J'ai hoché la tête vigoureusement : « J'attendrai, c'est certain. » « Au fait, où est passé le jeune maître de la dernière fois ? » Surpris, j'ai répondu maladroitement : « Il avait quelque chose à faire et n'a pas pu venir cette fois-ci. » L'oncle Qi a soudain pris la parole : « Frère Bai, j'ai entendu dire que certains chasseurs gardent quelques belles peaux chez eux pour les imprévus. Est-ce vrai ? » Bai Genshun a acquiescé et répondu : « C'est exact, surtout en hiver, quand la vie est dure ; ils les utilisent pour se procurer de l'argent. »
Oncle Qi poursuivit : « Il se trouve que notre famille Cheng est à court de peaux. Je vous accompagnerai quand vous le souhaitez. Si elles vous conviennent, je les achèterai ; le prix n'est pas un problème. Si quelqu'un s'inquiète, je peux tout expliquer. Qu'en dites-vous ? » Bai Shungen acquiesça. « Alors, attendez-moi à l'entrée de l'auberge. Je vous expliquerai tout ici, puis je vous rejoindrai. » Voyant Bai Shungen quitter l'auberge, Oncle Qi me chuchota : « Mademoiselle, bien qu'il soit le sauveur de la famille Cheng, nous ne connaissons pas encore ses origines. Je l'accompagnerai chez lui pour me renseigner. » « Oncle Qi a raison ; c'était un simple oubli. » « Mademoiselle, ne vous inquiétez pas. Je connais les gens depuis plus de vingt ans. À en juger par son regard, ses paroles et ses actes, c'est un homme intègre. Je serai simplement plus rassurée en le rencontrant. » Il se tourna ensuite vers Xiao He et les autres et leur dit : « Restez ici et prenez bien soin de Mademoiselle. Je reviens bientôt. »

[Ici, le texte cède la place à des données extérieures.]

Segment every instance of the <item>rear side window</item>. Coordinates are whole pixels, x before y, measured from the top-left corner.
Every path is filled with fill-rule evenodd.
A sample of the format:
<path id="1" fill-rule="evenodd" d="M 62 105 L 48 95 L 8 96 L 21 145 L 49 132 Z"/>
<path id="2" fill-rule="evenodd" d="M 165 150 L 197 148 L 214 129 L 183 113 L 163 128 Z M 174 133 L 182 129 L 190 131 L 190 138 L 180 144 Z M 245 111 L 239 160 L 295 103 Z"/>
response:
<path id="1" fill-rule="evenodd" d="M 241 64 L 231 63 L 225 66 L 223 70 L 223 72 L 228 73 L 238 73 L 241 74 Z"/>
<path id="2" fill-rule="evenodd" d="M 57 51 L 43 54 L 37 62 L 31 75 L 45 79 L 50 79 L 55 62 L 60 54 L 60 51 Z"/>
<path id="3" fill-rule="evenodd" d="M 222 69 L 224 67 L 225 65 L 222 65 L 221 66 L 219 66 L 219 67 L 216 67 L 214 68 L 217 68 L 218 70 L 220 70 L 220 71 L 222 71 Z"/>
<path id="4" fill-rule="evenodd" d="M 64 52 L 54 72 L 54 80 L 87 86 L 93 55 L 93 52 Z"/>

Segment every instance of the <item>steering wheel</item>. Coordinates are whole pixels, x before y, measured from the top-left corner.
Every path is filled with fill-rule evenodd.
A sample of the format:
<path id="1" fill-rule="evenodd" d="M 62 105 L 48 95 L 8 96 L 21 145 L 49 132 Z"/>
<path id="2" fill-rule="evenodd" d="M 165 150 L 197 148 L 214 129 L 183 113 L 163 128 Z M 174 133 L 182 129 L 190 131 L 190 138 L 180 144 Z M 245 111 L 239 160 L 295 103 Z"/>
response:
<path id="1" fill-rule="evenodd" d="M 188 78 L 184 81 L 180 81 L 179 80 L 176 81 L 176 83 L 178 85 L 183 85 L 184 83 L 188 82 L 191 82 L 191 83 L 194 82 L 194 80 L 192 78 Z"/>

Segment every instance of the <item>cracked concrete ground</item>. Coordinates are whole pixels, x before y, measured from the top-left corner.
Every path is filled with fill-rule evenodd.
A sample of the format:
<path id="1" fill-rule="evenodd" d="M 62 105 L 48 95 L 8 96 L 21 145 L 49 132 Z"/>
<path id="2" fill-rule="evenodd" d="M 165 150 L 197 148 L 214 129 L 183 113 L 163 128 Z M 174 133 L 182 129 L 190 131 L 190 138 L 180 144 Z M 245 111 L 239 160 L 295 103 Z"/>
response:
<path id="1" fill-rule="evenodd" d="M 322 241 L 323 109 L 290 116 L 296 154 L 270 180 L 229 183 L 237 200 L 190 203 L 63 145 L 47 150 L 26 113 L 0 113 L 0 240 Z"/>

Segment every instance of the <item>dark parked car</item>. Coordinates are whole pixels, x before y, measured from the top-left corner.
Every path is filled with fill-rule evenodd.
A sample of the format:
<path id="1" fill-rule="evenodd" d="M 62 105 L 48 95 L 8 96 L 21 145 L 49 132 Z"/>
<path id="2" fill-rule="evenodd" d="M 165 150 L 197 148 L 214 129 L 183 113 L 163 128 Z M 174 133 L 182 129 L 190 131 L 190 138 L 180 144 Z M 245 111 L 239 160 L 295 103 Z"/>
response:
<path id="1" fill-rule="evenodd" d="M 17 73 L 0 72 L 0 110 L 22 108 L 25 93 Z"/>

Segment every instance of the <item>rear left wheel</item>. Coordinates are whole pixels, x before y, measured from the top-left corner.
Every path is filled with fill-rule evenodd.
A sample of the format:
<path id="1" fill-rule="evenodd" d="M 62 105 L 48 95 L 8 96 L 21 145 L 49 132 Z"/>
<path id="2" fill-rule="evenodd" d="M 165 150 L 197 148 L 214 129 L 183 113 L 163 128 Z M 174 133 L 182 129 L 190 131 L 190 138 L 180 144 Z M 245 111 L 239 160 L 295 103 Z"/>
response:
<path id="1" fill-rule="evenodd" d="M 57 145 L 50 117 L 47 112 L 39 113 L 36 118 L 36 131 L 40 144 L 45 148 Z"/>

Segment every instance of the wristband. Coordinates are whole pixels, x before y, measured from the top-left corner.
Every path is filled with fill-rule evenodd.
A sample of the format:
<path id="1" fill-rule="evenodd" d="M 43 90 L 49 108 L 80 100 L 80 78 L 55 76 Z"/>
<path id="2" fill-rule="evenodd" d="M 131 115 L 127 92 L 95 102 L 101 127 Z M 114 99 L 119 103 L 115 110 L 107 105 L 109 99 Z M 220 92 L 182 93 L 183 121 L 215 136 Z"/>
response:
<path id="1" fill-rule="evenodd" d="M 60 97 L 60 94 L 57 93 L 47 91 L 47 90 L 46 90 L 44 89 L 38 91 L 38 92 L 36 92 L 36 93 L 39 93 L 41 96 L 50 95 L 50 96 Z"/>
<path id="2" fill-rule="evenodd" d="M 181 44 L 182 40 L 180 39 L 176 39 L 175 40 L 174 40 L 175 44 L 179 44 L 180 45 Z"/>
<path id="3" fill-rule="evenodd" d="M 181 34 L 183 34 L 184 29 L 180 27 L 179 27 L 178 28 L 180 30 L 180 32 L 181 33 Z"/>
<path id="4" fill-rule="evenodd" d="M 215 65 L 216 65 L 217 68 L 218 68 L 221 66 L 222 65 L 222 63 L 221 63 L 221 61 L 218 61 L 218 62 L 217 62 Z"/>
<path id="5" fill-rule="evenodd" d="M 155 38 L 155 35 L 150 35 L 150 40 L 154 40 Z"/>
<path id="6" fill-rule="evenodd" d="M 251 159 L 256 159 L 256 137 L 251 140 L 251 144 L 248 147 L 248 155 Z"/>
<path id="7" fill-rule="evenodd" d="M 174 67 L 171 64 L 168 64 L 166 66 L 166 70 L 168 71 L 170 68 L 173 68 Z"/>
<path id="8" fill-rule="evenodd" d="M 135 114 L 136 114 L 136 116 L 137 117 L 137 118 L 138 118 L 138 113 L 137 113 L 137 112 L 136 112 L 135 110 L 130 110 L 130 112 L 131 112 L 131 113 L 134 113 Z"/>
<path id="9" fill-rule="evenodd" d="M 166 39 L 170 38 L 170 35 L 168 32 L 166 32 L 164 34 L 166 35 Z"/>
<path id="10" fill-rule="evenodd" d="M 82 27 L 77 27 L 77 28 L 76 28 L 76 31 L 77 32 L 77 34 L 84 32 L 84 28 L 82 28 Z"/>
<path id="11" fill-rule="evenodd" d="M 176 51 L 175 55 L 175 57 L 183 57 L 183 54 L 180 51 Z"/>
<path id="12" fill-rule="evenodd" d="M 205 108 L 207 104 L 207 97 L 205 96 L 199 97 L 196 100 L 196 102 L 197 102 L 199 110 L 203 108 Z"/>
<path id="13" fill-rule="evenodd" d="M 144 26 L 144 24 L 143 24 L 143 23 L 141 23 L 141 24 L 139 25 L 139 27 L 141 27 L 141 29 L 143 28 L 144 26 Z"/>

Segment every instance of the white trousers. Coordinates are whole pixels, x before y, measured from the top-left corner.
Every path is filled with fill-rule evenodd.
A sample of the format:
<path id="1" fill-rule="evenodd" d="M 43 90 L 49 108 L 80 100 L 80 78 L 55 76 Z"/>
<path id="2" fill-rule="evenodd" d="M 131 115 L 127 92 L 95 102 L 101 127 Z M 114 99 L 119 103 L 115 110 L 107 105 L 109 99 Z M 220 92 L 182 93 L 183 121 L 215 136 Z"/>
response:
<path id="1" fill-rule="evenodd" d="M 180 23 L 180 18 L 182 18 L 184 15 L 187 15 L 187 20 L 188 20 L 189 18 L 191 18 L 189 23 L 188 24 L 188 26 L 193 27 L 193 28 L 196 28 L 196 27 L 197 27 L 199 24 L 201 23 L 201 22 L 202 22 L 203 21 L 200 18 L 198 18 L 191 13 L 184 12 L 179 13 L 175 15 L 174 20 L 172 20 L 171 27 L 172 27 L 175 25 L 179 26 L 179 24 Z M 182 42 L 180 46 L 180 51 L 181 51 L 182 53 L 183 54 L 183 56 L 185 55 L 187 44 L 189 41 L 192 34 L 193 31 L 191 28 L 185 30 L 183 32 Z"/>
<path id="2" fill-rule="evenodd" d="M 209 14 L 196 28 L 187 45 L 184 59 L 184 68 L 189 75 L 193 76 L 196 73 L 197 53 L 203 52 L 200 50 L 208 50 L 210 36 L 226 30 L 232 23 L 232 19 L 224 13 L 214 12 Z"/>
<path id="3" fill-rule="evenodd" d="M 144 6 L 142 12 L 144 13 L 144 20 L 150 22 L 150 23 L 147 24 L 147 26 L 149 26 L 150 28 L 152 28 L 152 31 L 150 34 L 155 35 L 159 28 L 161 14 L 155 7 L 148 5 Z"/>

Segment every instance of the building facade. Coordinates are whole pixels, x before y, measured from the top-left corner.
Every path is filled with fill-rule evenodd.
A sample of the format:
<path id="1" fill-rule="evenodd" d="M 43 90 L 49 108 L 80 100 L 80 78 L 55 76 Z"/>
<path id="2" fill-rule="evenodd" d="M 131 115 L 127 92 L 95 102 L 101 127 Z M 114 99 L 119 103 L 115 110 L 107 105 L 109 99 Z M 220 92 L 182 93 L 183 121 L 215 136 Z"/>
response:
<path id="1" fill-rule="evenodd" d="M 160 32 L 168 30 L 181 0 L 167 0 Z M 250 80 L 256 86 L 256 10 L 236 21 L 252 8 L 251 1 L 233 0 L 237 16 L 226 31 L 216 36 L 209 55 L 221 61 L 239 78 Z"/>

L'oncle Qi est méticuleux dans son travail. J'étais un peu inquiet en attendant à l'auberge, mais j'ai été soulagé quand ils sont revenus ensemble et que l'oncle Qi m'a fait un léger signe de tête. Les jours suivants, la sincérité et la générosité de Bai Shungen ont touché tout le monde. Avec lui à nos côtés, le voyage est devenu plus agréable. Il a pris le volant et nous a raconté de nombreuses histoires de chasse passionnantes, qui nous ont tous émerveillés.